ロングの場合は、高速道路の駐車場でP泊する。コストも時間も有効に使えるのだが、ETCの夜間割引が入ってから、同じことを考える人がとっても多くなったようだ。SAによっては止めるところがなかったりする(苦笑)。
その日は唐突にやってきた。
家から車で1時間ほど離れた実家に向かう。
コンプレッサーとオルタネーターが危ない状況なので、なるべく負荷をかけないようにもっさり運転をさらにもっさりと運転した。
東京では梅雨に入ったばかりというのに夏日まであと一歩という状態になり、気温は急上昇。途中、オーバーヒートをしてボンネットをあけている車を何台か見た。不思議なことに国産車、しかもちょい旧めというものが多かった。日本車だって整備しなければおかしくなってしまうのは同じだ。
「いやな光景だなあ・・・」
水温計に視線を落とすと、針はLEDランプがある中央あたりにしっかりとあり、後方からのエンジン音にもにごりはない。
しかし悲劇は待っていたのだ。
実家の前に止めたヴァナゴンに乗り込み、キーを差し込む。
父「おまえの車はいったいいくら金がかかるんだ?」
僕「いや、もうオーバーホールしたからね、問題ないよ」(ヤバイ補機のことはもちろん言わない)

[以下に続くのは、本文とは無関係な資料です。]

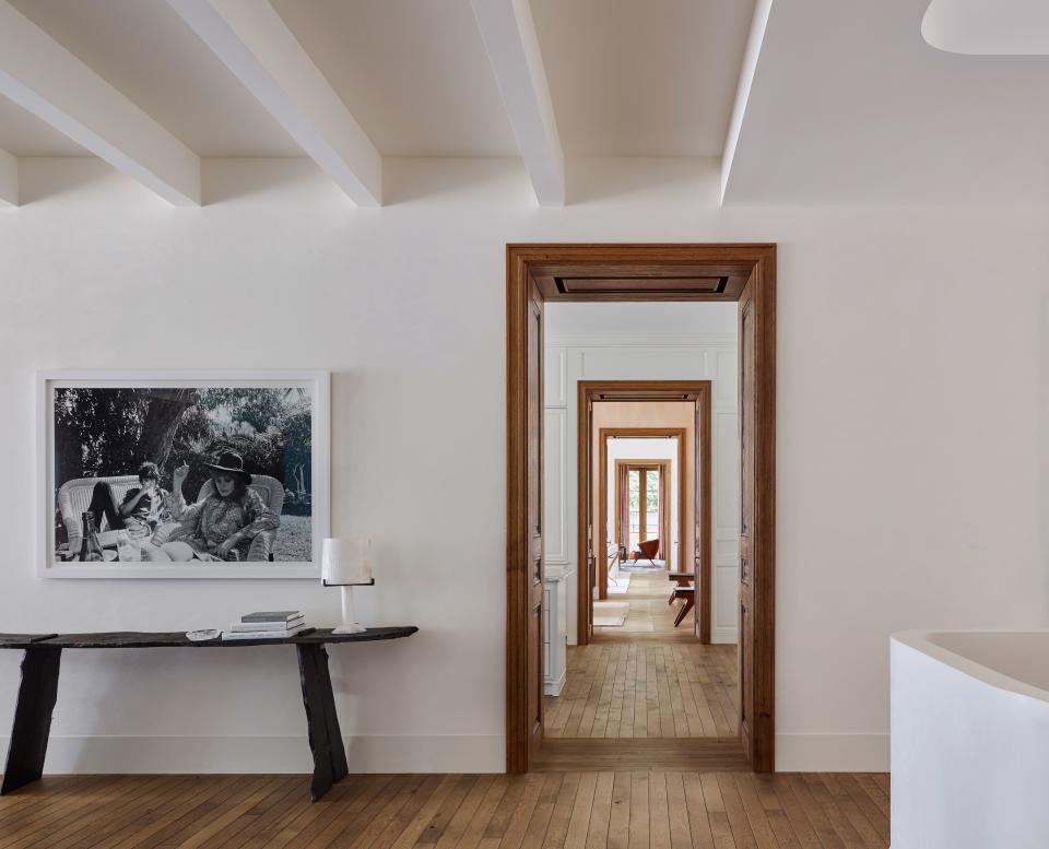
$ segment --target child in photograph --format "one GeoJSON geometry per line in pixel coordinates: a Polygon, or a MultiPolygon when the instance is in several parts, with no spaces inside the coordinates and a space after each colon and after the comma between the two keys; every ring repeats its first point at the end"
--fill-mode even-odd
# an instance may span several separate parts
{"type": "Polygon", "coordinates": [[[87,509],[102,530],[105,518],[110,531],[127,531],[137,542],[148,541],[165,521],[170,521],[165,502],[170,494],[161,488],[161,470],[156,463],[144,462],[139,467],[139,486],[128,490],[118,506],[113,486],[98,482],[92,491],[87,509]]]}

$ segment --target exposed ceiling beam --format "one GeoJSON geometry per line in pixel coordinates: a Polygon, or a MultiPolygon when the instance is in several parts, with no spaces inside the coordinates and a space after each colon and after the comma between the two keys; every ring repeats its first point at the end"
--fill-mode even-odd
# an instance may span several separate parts
{"type": "Polygon", "coordinates": [[[0,94],[177,205],[200,203],[200,160],[0,0],[0,94]]]}
{"type": "Polygon", "coordinates": [[[471,3],[535,198],[562,207],[565,156],[528,0],[471,3]]]}
{"type": "Polygon", "coordinates": [[[765,43],[765,27],[768,26],[768,15],[771,10],[773,0],[757,0],[754,4],[751,33],[746,39],[746,50],[740,68],[740,82],[735,90],[735,103],[732,104],[729,131],[724,139],[724,152],[721,154],[721,193],[719,196],[721,203],[724,203],[724,196],[729,190],[732,163],[735,161],[735,146],[740,142],[740,131],[743,129],[743,119],[746,117],[746,103],[751,96],[751,85],[754,83],[757,60],[762,55],[762,45],[765,43]]]}
{"type": "Polygon", "coordinates": [[[381,205],[382,157],[267,0],[167,1],[351,200],[381,205]]]}
{"type": "Polygon", "coordinates": [[[19,161],[0,151],[0,207],[19,205],[19,161]]]}

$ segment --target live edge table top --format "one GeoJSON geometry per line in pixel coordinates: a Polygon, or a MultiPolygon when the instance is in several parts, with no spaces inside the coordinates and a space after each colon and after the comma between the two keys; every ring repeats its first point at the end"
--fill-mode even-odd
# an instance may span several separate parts
{"type": "Polygon", "coordinates": [[[0,649],[151,649],[151,648],[233,648],[237,646],[317,646],[326,642],[370,642],[410,637],[414,625],[368,628],[361,634],[333,634],[316,628],[307,634],[263,639],[191,640],[182,632],[111,630],[101,634],[0,634],[0,649]]]}

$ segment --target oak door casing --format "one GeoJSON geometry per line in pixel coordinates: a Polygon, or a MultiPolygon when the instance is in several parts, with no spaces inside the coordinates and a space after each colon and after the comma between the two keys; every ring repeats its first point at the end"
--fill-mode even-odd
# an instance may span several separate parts
{"type": "MultiPolygon", "coordinates": [[[[695,475],[695,545],[693,547],[693,574],[696,576],[696,615],[695,634],[703,645],[710,644],[710,599],[714,594],[714,474],[711,464],[711,428],[714,422],[714,398],[709,384],[704,390],[700,403],[696,404],[696,424],[693,431],[696,437],[695,475]]],[[[683,566],[682,566],[683,568],[683,566]]]]}
{"type": "Polygon", "coordinates": [[[529,755],[543,742],[543,300],[533,285],[528,323],[529,755]]]}
{"type": "MultiPolygon", "coordinates": [[[[757,771],[775,770],[775,639],[776,639],[776,245],[775,244],[509,244],[507,270],[507,640],[506,640],[506,766],[527,771],[531,729],[535,717],[528,707],[531,677],[538,694],[542,668],[530,664],[530,652],[540,648],[530,627],[531,533],[528,520],[528,340],[530,300],[562,297],[558,280],[614,279],[614,293],[594,292],[591,285],[568,285],[565,299],[575,300],[721,300],[739,302],[742,283],[750,292],[753,320],[753,472],[750,474],[753,524],[742,539],[747,563],[751,622],[741,628],[741,655],[751,675],[746,697],[749,757],[757,771]],[[658,278],[674,278],[687,268],[697,279],[727,280],[708,291],[693,287],[664,291],[650,285],[658,278]],[[537,282],[541,288],[535,295],[537,282]],[[736,287],[740,284],[740,287],[736,287]],[[552,286],[552,287],[551,287],[552,286]],[[550,294],[546,294],[546,293],[550,294]]],[[[585,281],[586,282],[586,281],[585,281]]],[[[628,381],[621,381],[626,384],[628,381]]],[[[541,433],[541,428],[537,428],[541,433]]],[[[538,467],[537,467],[538,468],[538,467]]],[[[580,476],[586,470],[580,470],[580,476]]],[[[542,502],[540,486],[539,502],[542,502]]],[[[585,514],[580,511],[580,517],[585,514]]],[[[540,526],[540,534],[541,534],[540,526]]],[[[586,531],[584,530],[584,534],[586,531]]],[[[540,553],[540,574],[542,556],[540,553]]],[[[707,571],[706,569],[704,571],[707,571]]],[[[741,582],[741,593],[743,583],[741,582]]],[[[741,594],[742,599],[742,594],[741,594]]],[[[742,613],[742,604],[741,604],[742,613]]],[[[542,608],[535,624],[542,624],[542,608]]],[[[540,632],[541,635],[541,632],[540,632]]],[[[534,656],[533,656],[534,657],[534,656]]],[[[540,700],[541,704],[541,700],[540,700]]],[[[540,708],[541,710],[541,708],[540,708]]],[[[541,721],[539,723],[542,728],[541,721]]]]}

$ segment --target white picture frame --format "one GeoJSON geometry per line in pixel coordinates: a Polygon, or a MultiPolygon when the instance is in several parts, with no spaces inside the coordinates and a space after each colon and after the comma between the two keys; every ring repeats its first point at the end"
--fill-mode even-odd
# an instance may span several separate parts
{"type": "MultiPolygon", "coordinates": [[[[308,579],[319,580],[321,541],[330,535],[330,375],[323,370],[48,370],[37,373],[37,576],[47,579],[308,579]],[[64,482],[56,477],[56,391],[61,389],[266,389],[308,397],[309,487],[303,500],[309,504],[308,561],[276,559],[267,563],[82,563],[58,556],[58,492],[64,482]],[[302,391],[296,391],[302,390],[302,391]]],[[[69,397],[67,394],[67,397],[69,397]]],[[[299,411],[299,415],[302,412],[299,411]]],[[[244,427],[244,425],[241,425],[244,427]]],[[[238,434],[239,435],[239,434],[238,434]]],[[[251,472],[250,465],[245,469],[251,472]]],[[[134,469],[128,469],[133,474],[134,469]]],[[[302,472],[299,472],[302,475],[302,472]]],[[[91,477],[92,475],[84,475],[91,477]]],[[[302,480],[302,479],[300,479],[302,480]]],[[[287,482],[282,482],[287,487],[287,482]]],[[[300,490],[300,494],[304,491],[300,490]]],[[[185,491],[184,491],[185,494],[185,491]]],[[[83,497],[83,496],[81,496],[83,497]]],[[[187,497],[187,502],[191,500],[187,497]]],[[[302,529],[302,522],[298,522],[302,529]]],[[[274,532],[279,539],[280,528],[274,532]]],[[[275,546],[276,547],[276,546],[275,546]]],[[[67,552],[68,553],[68,552],[67,552]]]]}

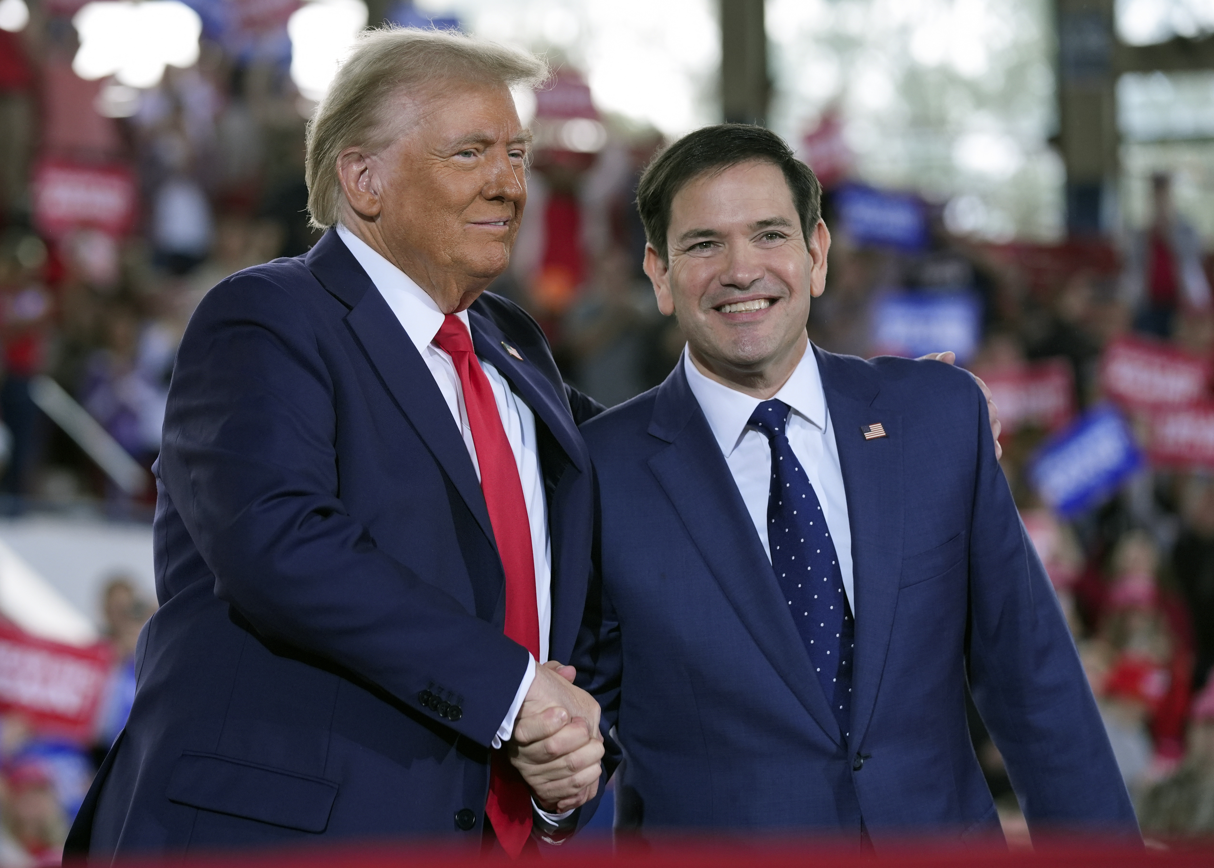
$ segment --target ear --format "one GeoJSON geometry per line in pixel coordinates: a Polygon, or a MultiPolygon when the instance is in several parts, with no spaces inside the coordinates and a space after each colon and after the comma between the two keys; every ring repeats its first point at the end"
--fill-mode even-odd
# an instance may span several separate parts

その後お決まりの、かみさんや子供はいい迷惑じゃないの?という母の文句が入り、僕の「この車には他の車にはできないことがある!」というセリフで会話は終了する。
キーをひねり、スターターを回した。
キュルルルル…スコン
あ、あれ??
いつもならスターター一発ですぐにブルンと回ったエンジンが、セルは回れどエンジンに火が入らないのである。
再度イグニッションを入れても同じ。
3回、4回・・・。むなしくスターターが回るだけだ。
・・・気まずい沈黙。
エンジンがかからないことは明白になったので、バッテリーへのダメージを考えてすぐに別の対応を考える。と言っても、プロに聞くだけなのですが(笑)。
何か言いたげな両親を横目に、岡田メカに連絡をしてみるが繋がらない。
うーん、困った。
路駐なのでこのままにして帰るわけにはいかないし、時計を見たら夕食時か…。迷ったがDrに電話をかけた。
俺「あ、今電話大丈夫ですか?すみませーん、エンジンがかからなくなってしまったのですが…」
Drからも岡田メカに連絡を入れてみるというが、やはりつながらなかったようだ。とりあえず、原因特定をしてみて、もし直せるようならやってみようということになった。
エンジンに火が入らない場合、原因は大別して2つという。
ひとつは燃料系。エンジンまでガソリンが行っていなければ、動かないのは当然だ。
もうひとつは点火系。火花が飛ばなければガソリンがシリンダーに入っても爆発させられず、エネルギーは生まれない。
セルモーターは回るので、電気はあることはわかった。
まずは燃料系を確認していみよう。
「燃料ポンプは交換してる?」とDr。
「うーん、僕の知る限りでは一度も交換していませんね」と僕。
燃料ポンプも消耗品で定期的な交換が必要だとのこと。寿命の可能性がある。イグニッションをONの位置にすると、フューエルポンプが作動する、ブーンという音がするというのだ。位置はちょうど車体の真ん中あたりになる。
早速キーをOFF→ONにしてみたが音は聞こえてこなかった。周りもウルサイこともあって、下に潜り込んで聞いてみたがよくわからない。
携帯の電池が少なくなってきたので別の原因も探ってみることにする。
Dr「そしたらリレーを見てみよう。エンジンカバーを開けて」
リアゲートを開けて、積んである荷物を降ろし、エンジンカバーを外してエンジンをむき出しにする。両親も心配そうに見ている。が、静観していてくれるのはありがたい。
Dr「エンジンルームの左側についている黒いボックスがあるから開けてみて」
僕にとっては初めて見る文字通りのブラックボックスである。
僕「開けてみました」
中には2つの四角いリレーが入っている。
Drによると、それで燃料ポンプをコントロールしているので、しっかりはまっているかの確認と、スイッチが入る感じはあるかの確認をするように言われた。
指でグイグイ押してみたが、キチンと入っているようだ。
うーむ、打つ手なしか?
Dr「あとは点火系かなあ」
これはローダー呼ぶしかないかなあ。と半ばあきらめかけたのだが、最後にエンジンをかけてみようと思い、キーをひねった。
キュルルルル・・・ブロンバルルルル・・・・
愛機T3ウェスティは、いつもの低くくぐもった音を閑静な住宅街に響かせた。
かかった!!なぜだ?!
とにかくエンジンがかかったので、Drにお礼を言い電話を閉じた。ここでエンジンをOFFにしたら、もう2度とかからないかもしれない。
降ろした荷物を急いで放り込むと、一目散に家に向かって走っていった。